The Judges leaned forward to examine the gaping hole in the man’s chest. They studied his clothes. The Cuban heels. The mauve, flared trousers. The tight wool jumper. His face; worn, yet tanned. The swept-back mound of brillo-pad hair. The likeness was unmistakeable. ‘Who did this to you, citizen?’ they asked the clone of Lionel Blair.

Blair coughed on his own blood as his eyes clouded over, approaching death. He glanced down at his ragged chest, chuckling for a moment at how ridiculous it looked. He tried to talk, but could only whisper odd, quiet syllables. The Judges leaned closer still. ‘What’s he like? Can you give us any clue as to who he is?’

Blair stretched out his hands, palms upwards. ‘Song?’ one of the Judges asked hesitantly. Blair nodded vigorously, and the Judge smiled smugly. ‘Three words,’ said the second Judge, catching on fast. Blair’s eyes bulged encouragingly as his hands fluttered like small birds above his shattered rib cage.

‘First word’s “Hey”.’

‘Second word. Sounds like “swannee”.’

‘“Nonny?”’

‘Third word...’ Blair ground his teeth furiously as the Judges looked on. ‘Gnaw?’ The second Judge looked blank.

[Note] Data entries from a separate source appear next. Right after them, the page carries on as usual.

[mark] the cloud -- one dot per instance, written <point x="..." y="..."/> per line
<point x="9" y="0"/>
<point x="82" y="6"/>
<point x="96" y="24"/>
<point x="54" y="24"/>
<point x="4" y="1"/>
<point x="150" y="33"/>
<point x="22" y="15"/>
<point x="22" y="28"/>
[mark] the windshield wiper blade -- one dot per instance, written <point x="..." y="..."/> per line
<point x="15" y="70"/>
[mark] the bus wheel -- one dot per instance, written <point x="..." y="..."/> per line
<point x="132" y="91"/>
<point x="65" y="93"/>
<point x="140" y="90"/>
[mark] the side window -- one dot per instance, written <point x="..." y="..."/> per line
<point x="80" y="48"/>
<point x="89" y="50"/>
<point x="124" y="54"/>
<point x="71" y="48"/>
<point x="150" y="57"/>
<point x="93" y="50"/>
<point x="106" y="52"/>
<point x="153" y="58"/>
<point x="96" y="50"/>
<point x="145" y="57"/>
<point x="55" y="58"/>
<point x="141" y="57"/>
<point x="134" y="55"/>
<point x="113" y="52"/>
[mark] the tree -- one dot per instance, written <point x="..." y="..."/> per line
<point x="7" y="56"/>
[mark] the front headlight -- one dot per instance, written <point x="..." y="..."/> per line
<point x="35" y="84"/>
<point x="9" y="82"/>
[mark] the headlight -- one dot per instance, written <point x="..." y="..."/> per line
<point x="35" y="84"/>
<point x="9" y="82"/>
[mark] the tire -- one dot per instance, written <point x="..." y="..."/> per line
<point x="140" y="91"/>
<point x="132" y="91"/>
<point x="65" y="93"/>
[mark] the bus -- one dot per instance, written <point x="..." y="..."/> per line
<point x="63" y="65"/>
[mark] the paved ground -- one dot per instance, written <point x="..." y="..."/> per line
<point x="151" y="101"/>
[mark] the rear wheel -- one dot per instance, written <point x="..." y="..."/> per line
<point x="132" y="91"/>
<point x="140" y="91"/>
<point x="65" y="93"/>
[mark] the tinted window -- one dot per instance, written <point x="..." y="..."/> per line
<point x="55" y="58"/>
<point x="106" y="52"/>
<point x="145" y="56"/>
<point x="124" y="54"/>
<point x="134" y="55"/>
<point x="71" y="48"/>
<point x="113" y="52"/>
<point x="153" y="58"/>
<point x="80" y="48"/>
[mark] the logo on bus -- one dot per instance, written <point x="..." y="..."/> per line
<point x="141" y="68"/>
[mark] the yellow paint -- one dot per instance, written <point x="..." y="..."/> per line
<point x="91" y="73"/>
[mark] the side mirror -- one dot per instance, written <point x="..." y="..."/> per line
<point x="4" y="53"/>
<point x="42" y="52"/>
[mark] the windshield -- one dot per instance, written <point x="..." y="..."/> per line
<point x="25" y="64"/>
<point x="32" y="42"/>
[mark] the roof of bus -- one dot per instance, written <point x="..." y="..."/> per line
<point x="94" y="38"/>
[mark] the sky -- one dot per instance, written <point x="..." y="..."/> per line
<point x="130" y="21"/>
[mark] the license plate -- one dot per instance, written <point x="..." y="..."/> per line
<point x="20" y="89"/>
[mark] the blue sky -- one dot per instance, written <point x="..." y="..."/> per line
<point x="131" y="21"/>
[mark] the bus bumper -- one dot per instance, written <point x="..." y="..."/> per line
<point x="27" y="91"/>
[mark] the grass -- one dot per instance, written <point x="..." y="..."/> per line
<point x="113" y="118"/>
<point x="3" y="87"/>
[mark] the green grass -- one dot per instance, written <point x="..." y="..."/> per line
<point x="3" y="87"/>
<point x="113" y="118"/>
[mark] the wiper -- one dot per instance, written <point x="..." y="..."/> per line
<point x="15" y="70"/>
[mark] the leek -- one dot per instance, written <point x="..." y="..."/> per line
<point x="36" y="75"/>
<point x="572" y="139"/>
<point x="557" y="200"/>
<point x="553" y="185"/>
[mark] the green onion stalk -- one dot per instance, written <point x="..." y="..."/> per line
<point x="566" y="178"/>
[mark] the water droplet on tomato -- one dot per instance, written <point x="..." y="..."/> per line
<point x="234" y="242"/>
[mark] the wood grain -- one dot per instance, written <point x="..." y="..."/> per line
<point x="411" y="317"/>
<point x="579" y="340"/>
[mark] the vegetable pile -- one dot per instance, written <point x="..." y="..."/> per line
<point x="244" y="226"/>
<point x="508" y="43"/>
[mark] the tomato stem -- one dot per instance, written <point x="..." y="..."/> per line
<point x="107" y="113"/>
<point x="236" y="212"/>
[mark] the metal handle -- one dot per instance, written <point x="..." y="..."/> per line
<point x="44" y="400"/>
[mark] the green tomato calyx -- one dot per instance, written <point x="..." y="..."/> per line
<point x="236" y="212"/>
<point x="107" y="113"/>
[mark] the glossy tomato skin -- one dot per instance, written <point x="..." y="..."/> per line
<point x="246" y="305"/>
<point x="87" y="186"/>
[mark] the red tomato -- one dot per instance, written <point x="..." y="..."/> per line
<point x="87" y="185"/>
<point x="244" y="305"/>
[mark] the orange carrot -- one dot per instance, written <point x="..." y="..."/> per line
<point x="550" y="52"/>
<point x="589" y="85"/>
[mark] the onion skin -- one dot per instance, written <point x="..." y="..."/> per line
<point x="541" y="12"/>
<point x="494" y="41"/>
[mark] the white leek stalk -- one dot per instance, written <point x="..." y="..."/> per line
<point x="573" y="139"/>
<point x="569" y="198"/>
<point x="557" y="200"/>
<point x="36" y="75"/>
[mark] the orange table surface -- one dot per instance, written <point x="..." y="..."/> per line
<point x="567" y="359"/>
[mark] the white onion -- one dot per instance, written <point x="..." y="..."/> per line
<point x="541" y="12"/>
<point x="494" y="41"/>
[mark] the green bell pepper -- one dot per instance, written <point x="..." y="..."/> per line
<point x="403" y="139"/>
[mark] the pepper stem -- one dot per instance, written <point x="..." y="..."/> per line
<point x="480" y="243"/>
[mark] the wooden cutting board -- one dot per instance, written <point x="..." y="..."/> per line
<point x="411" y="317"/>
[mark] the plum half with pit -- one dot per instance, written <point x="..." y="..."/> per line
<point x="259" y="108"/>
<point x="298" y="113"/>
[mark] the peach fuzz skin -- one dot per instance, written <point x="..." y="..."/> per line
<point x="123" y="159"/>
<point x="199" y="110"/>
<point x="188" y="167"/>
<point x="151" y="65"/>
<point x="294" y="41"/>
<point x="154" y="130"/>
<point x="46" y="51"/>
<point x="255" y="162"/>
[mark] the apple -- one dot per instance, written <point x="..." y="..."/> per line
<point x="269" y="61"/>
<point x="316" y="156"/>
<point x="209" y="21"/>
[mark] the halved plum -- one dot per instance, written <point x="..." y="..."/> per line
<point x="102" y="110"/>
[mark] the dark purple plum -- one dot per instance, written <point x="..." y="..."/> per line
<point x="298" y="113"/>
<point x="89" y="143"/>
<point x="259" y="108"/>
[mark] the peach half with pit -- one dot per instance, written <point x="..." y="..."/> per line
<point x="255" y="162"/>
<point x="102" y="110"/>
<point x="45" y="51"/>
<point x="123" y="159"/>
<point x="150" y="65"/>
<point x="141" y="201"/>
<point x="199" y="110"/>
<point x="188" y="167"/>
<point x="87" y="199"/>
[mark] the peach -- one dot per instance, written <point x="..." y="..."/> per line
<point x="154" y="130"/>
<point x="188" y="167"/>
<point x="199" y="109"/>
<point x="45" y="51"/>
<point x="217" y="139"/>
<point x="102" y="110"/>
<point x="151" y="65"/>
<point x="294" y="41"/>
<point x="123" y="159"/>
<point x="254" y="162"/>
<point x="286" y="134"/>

‘No,’ said the first. ‘It’s “Naw” – like in the old Scottish folk song. “Hey Nonny Naw”.’ Lionel Blair looked pleased for a moment, then died very suddenly.

 

Upstairs the Judges found the room from which Blair had been thrown. More Charades-Hooligans? They scanned the walls, even now dripping with ectoplasm. The furniture was alight, and all the mirrors had gone black. ‘Hey Nonny Naw’, the first Judge said under his breath. Three Albion-Block citizens had been found dead this past week. Stranger still, each had been clones of television personalities from the twentieth century. First had been Barry Took, who was face-down in a rad-waste lake. Next was Liza Goddard, brutally beaten to death with a walking stick and left to die in a bed of ectoplasmic fluid. The Scot-Blocks certainly had motives for the killings, but had they the means? All experienced Charades experts would be key figures in the approaching finals, but this was just
too
weird. The Judges cordoned off the building.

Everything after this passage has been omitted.